Note that the initial report of the FT was simply that SoftBank had exposure in equity derivatives, not that they had suffered losses. Yet, the initial market reaction was grossly negative.

When FT later reported that SoftBank may be sitting on large unrealised profits of about US$4 billion from the equity derivatives, SoftBank’s stock price which had fallen some 17% within a week, recouped almost all the losses the following week. The misstep is clear. Reports that a company was involved in derivatives were enough to not just send its investors running but also cause a near market rout.

SoftBank, it appears, had established what is known as a Bull-Call spread using equity call options on stocks of a very select group of tech companies. These were the likes of Amazon.com Inc, Microsoft Corp, Netflix Inc, Facebook Inc, Adobe Inc and such.

A spread, though speculative in nature, involves offsetting positions such that the downside is limited. Thus the risk profile is far different from naked speculative positions which can have an unlimited downside. In establishing the Bull-Call spread, SoftBank had bought out-of-the-money calls and sold call options with even higher exercise prices.

The premium received from the options sold helps to reduce the overall cost of the strategy but imposes a cap on the upside. In essence, the spread position has both a limited upside and downside effectively capping the potential gains and losses.

A Bull-Call spread is used to profit from a potential rise in the underlying stock price while simultaneously protecting against any fall in value. As the underlying stock rises in value, the call option bought makes profits but the rising profits get capped when the underlying stock position has to be assigned to the party to whom the higher-priced call was sold.

The size of the profit therefore depends on the difference between the two exercise prices. Outright losses, though limited are possible if the underlying stock price never rises above the lower of the two exercise prices.

A spread, therefore, is nothing but a speculative strategy but one with a safety net below. SoftBank’s overall strategy was relatively “safe”, except that in this case their aggregate position was reportedly large and focused on a few underlying stocks.

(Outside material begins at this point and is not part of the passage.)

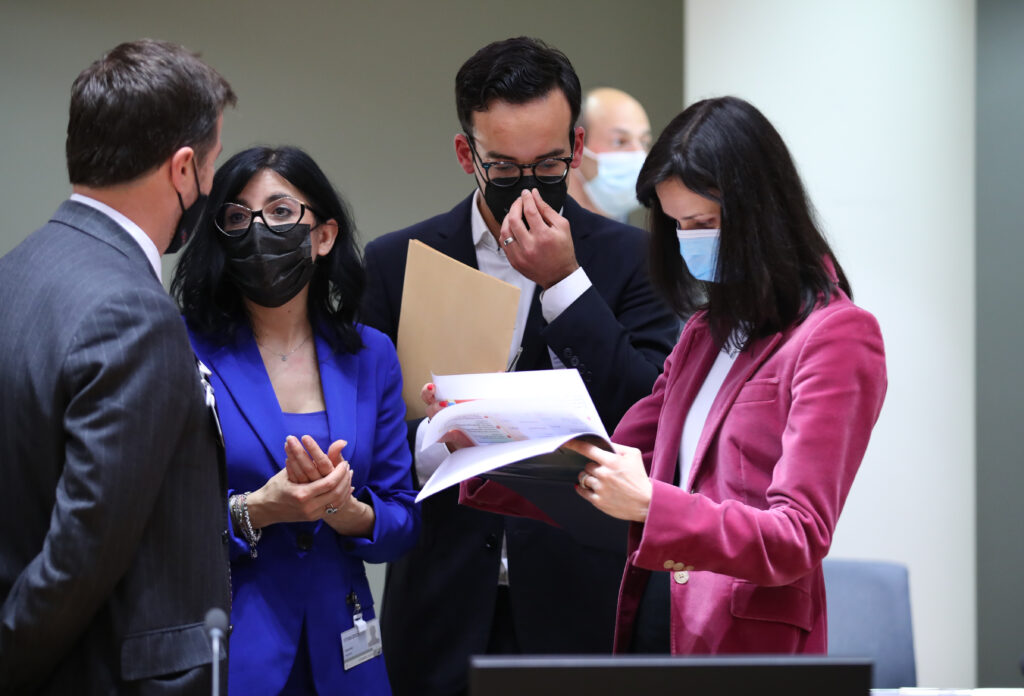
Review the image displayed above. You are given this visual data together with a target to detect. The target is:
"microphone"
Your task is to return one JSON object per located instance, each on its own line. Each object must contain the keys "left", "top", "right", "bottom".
{"left": 205, "top": 608, "right": 228, "bottom": 696}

Note that they were using single stock options. Such large and concentrated positions can indeed move markets. The fact that derivatives have inbuilt leverage enables large positions to be taken at very low net investment.

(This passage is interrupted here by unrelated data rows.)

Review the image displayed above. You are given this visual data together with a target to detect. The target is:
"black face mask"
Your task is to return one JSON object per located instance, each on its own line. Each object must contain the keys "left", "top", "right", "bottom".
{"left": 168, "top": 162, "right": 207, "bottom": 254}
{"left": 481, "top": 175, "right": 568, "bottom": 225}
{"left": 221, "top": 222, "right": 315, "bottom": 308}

When there is herding and similar strategies are also used by other investors, underlying asset prices can seriously deviate from fundamentals.

Changes in option values invariably impact underlying stock prices because of the need for dynamic hedging. For example, sellers of call options have to cover their short position by buying the underlying stock.

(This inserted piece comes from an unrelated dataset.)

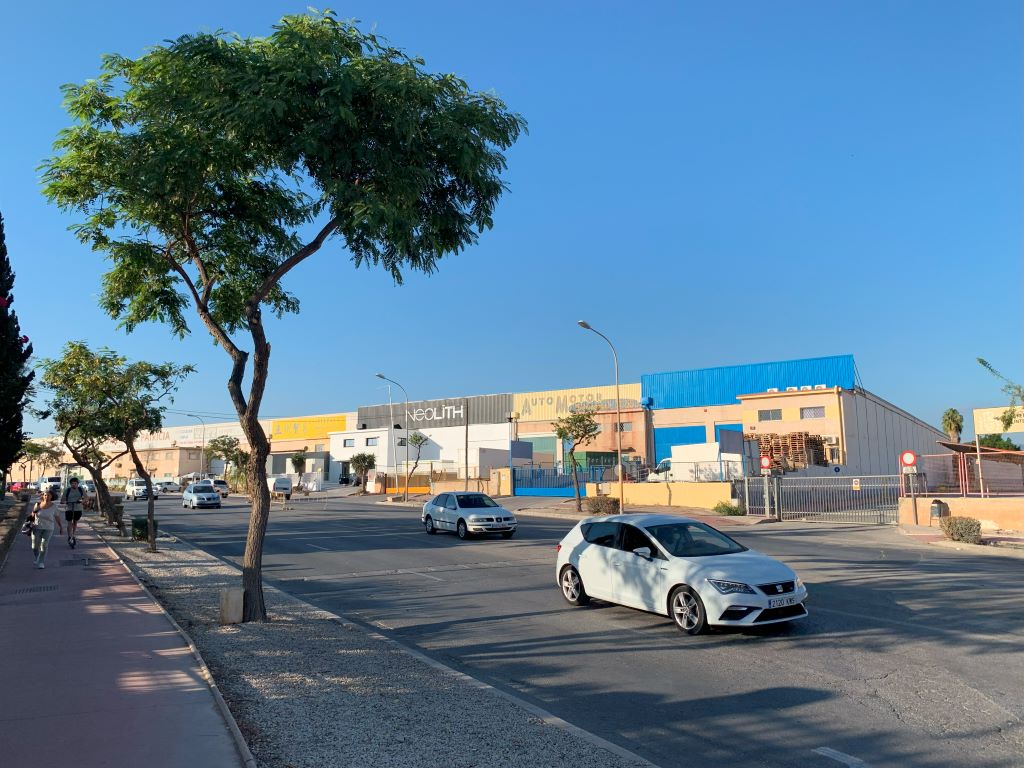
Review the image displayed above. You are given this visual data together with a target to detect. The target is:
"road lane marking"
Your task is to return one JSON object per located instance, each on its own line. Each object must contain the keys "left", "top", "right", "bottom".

Delta hedging as the process is called requires the maintenance of a hedge ratio, by purchasing a proportion of the underlying stock as the option value increases. The proportion of stock needed to be purchased increases “exponentially” as the option becomes increasingly in-the-money.

The result is a feedback loop causing higher stock prices as shorts to chase the stock to avoid losses on the calls they sold.

Thus, large and concentrated derivative positions can move asset prices and when other retail players piggyback on the trade, markets can take a life of its own. The tail can indeed wag the dog.

The initial stock price reaction to SoftBank’s derivatives position points to deep-seated misperception about derivatives.

The fact that derivatives, forwards, futures, options and swaps can be very effective in risk management is often lost.

The long history of financial scandals involving derivatives has obviously coloured perception. It should be noted that no money has ever been lost when derivatives were used appropriately for risk management.

A well-designed hedge position cannot lose money. SoftBank’s spread position was in no way a hedge. They were trying to make quick money, albeit with limited downside.

This, however, is far different from the actions of Barings plc or Orange County which were driven by greed and a huge dose of ignorance if not stupidity.

But as another case, that of Germany’s Metallgesellschaft shows, with highly leveraged instruments like derivatives, even an intended hedge can go wrong if factors like differences in accounting regimes, disclosure requirements and liquidity mismatches arising from margin requirements are not well considered in designing the strategy.

Prof Dr Obiyathulla Ismath Bacha is the professor of finance at the International Centre for Education in Islamic Finance. The views expressed are of the writer and do not necessarily reflect the stand of the newspaper’s owners and editorial board.